I casi di crisi aziendali e di esuberi, regolati in Europa da apposite direttive, potrebbero anch’essi essere considerati dalle imprese operanti nei due continenti con la previsione concordata di procedure di informazione e consultazione previa delle organizzazioni sindacali e con sistemi di accompagnamento e sostegno ai lavoratori coinvolti (tutela del reddito, outplacement, piano sociale, ecc.).
5. Gli interventi di protezione dei lavoratori nelle crisi sono particolarmente urgenti nel momento attuale ma costituiscono solo l’aspetto “passivo” delle tutele. Per questo va ribadito che l’impegno nazionale e transatlantico va rafforzato negli interventi diretti alla creazione di occupazione , con azioni di politica economica nei settori job rich, di aumento dell’occupabilità delle persone, a cominciare dai giovani; e più in generale con regole e servizi all’impiego che promuovano il miglior funzionamento del mercato del lavoro. I due aspetti di tutela e di promozione del lavoro vanno fra loro coordinati per migliorare le performance occupazionali, la qualità del lavoro e il benessere delle persone. Il concetto di flexicurity, adottato dall’Unione europea, è orientato in questa direzione, anche se ha avuto applicazioni disciplinari, non tutte soddisfacenti, nei vari paesi.
6. Infine un ‘area di confronto di crescente rilievo riguarda i principi affermati nella risoluzione del 2001 dell’ILO relativa alla sicurezza sociale nelle sue varie forme, che costituiscono un punto centrale della decent work agenda.
I sistemi nazionali di sicurezza e protezione sociale si sono sviluppati storicamente su basi diverse legate alle tradizioni dei vari paesi e all’assetto della spesa pubblica. I confronti fra i nostri paesi e le possibili modifiche devono tener conto di questi fattori e della loro “resistenza”. Non a caso la decennale esperienza dell’Unione europea conferma le difficoltà di avanzamento e anche di coordinamento nelle materie del welfare.
Le azioni di intervento in queste aree dovranno quindi essere più che mai graduali, sostenute da un impegno congiunto delle istituzioni pubbliche e delle parti sociali.
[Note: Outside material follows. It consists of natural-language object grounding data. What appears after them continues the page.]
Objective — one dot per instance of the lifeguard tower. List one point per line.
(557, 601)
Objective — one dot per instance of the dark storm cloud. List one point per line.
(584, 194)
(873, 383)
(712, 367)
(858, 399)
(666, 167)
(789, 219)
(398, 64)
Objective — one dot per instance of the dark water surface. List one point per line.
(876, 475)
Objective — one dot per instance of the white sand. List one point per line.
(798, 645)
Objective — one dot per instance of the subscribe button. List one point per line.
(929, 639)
Sarà utile avviarle sperimentalmente in aree specifiche, cominciando da quelle materie ove le distanze fra paesi sono minori e dove si è verificato qualche avvicinamento per fronteggiare le emergenze della crisi. Tra queste materie una urgenza particolare rivestono le tutele nei casi di inattività e di disoccupazione, da estendere progressivamente a tutti i lavoratori, compresi gli immigrati.
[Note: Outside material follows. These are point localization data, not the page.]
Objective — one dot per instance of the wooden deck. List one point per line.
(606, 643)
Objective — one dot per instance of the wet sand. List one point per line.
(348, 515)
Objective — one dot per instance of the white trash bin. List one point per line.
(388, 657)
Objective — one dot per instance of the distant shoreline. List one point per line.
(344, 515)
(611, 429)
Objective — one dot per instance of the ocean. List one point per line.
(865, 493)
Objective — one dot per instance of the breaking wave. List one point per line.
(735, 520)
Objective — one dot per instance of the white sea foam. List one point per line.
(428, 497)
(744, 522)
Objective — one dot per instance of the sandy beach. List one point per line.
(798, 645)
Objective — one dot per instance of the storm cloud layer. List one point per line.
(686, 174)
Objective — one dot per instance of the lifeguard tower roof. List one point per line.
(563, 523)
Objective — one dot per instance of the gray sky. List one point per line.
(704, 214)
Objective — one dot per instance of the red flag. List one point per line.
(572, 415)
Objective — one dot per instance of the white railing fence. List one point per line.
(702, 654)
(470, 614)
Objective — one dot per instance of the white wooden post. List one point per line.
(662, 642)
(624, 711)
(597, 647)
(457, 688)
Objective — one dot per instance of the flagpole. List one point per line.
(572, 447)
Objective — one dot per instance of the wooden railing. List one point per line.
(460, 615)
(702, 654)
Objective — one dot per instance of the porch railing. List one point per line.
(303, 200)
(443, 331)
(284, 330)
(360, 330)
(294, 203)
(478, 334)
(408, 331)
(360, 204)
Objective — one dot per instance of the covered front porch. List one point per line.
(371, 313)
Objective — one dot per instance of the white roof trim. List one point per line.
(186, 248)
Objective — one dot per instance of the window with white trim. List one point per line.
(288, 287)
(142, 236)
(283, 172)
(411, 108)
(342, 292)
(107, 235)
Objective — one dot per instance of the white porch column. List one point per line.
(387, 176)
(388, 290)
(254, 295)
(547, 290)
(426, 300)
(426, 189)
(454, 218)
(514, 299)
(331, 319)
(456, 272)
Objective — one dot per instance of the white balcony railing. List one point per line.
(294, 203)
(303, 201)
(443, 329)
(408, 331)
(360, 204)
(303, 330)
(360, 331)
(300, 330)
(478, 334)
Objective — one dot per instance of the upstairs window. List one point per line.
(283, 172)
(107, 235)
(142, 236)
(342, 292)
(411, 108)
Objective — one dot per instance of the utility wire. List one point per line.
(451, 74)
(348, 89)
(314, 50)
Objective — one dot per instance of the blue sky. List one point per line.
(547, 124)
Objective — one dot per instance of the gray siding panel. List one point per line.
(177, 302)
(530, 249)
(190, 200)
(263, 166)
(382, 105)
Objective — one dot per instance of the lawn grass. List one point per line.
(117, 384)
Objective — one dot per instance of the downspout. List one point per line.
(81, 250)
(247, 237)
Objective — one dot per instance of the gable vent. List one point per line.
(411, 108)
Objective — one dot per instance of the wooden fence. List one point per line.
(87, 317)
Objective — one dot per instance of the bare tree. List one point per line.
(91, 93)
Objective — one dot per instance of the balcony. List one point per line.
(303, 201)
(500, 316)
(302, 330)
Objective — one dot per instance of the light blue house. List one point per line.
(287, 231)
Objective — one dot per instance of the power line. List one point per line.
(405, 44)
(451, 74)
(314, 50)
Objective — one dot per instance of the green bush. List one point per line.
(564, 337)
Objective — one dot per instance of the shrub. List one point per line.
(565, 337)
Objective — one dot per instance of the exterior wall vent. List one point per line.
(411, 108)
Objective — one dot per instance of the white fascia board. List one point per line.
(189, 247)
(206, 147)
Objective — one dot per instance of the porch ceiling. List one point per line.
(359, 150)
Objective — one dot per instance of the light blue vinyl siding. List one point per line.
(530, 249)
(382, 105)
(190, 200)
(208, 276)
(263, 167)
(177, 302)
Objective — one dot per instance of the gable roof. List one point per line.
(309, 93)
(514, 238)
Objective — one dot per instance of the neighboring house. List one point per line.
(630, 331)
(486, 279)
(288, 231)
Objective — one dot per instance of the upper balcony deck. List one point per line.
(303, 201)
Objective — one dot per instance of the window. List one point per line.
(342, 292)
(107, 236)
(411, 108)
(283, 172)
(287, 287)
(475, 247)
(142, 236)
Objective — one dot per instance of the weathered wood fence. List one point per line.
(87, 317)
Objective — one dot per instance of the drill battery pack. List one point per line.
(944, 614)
7. La complessità delle materie qui accennate e la difficoltà degli obiettivi da perseguire richiedono, come si diceva, un approccio non solo normativo, ma di consensus and institutional building.
Tale approccio dovrebbe essere costruito in parallelo con il procedere delle trattative per il Trattato, dedicandovi un impegno politico e sociale all’altezza del compito, non minore di quello dedicato agli aspetti commerciali e tariffari. E’ importante che i progressi via via ottenuti sui singoli temi di confronto, vengano comunicati a tutti gli attori e alle persone interessate così da costruire le basi per successivi avanzamenti, e che vengano accompagnati da meccanismi istituzionali partecipati dagli stessi attori per il monitoraggio e il controllo dell’andamento effettivo delle singole politiche.